Key Points: Seventy-eight patients with Dravet syndrome were treated with FFA at multiple centers within the CUP in Germany; FFA had a good retention rate over a sustained period; 85% of patients remained on treatment with FFA for a median duration of 255.5 days; FFA was associated with clinically meaningful reductions in total and convulsive seizures, seizure days per month, and episodes of status epilepticus; FFA was associated with reductions in the number or dose of concomitant antiseizure medications in 68% of patients; FFA was well tolerated, with the main adverse events being somnolence (36%), decreased appetite (22%), and ataxia (8%).
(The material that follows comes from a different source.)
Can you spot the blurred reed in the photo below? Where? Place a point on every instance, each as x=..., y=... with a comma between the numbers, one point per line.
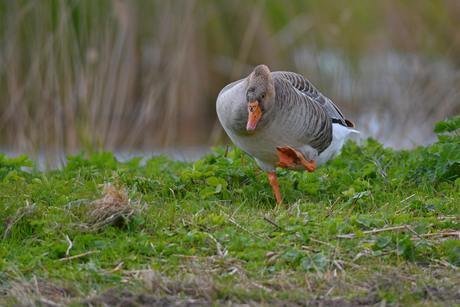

Objective: Dravet syndrome (DS) is a rare but severe drug-resistant epilepsy. Before the approval of fenfluramine (FFA) for the treatment of seizures in DS, patients in Germany could receive treatment under a compassionate use program (CUP). Methods: We conducted a multicenter, retrospective, observational study to describe the efficacy, tolerability, and retention of FFA within the CUP. Patients received add-on therapy with oral FFA gradually titrated to a target dose between .13 and .7 mg/kg/day Results: Overall, 78 patients with DS (median age = 8.0 years, range = 2.1–46.0; 53% female, median concomitant antiseizure medications [ASMs] = 3) were treated with FFA for a median duration of 255.5 days (range = 31–572). Responder rates (a ≥50% reduction; n = 78) and seizure-freedom rates at 3 months were 68% and 14% for total seizures, respectively, and 67% and 23% for generalized tonic–clonic seizures. Responder rates were consistent at 6 and 12 months (n = 66 and n = 43, respectively). Median seizure days per month significantly decreased from 10.0 (range = .5–30) to 3.0 (range = 0–30) in the 3-month period before and after FFA treatment (p < .001). Significantly fewer patients reported at least one episode of status epilepticus (28% vs. 14% patients before and after FFA initiation, p = .005). During FFA treatment, 35 (45%) patients were able to discontinue a concomitant ASM. At the last follow-up date, 66 (85%) patients remained on treatment with FFA. The most common adverse events were somnolence (36%), decreased appetite (22%), and ataxia (8%). Forty-eight (62%) patients were reported as having a meaningful global clinical improvement. Significance: In a large cohort of patients, FFA demonstrated efficacy across a range of outcomes including clinically significant reductions in convulsive seizures, and was well tolerated, providing valuable information for real-world practice.